Think about what that would mean to your freedom if someone could falsely accuse you of a crime and not face punishment for it?
This is silly on its face. I like everyone else in society are not free to harm others. This has been a tenant of civilized societies.
I think where you are failing to grasp this concept is that there are two different definitions of speech here. Speaking may mean that words are coming out of your mouth but that is not the same definition of speaking used in law. I seem to recall that Penn and Teller did an episode of their show on freedom of speech, perhaps you could look it up. I'd take the time to link to it but I doubt you'd bother to click anyway.

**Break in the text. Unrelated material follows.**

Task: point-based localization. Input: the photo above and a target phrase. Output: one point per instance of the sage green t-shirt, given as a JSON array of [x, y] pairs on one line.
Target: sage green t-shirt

We have been talking about legal definitions since the beginning. You have not grasped that nuance yet and we are many threads into this post. There is also concept of slander vs libel. Speaking things out of your mouth that is not true is considered slander. Putting those lies in print is called libel. I'm a huge fan of Penn and Teller. Please don't assume what I know or don't know. It appears that you are less focused on the law even though that is what we have been discussing since the beginning of this thread.
Well, there's spam egg sausage and spam, that's not got much spam in it.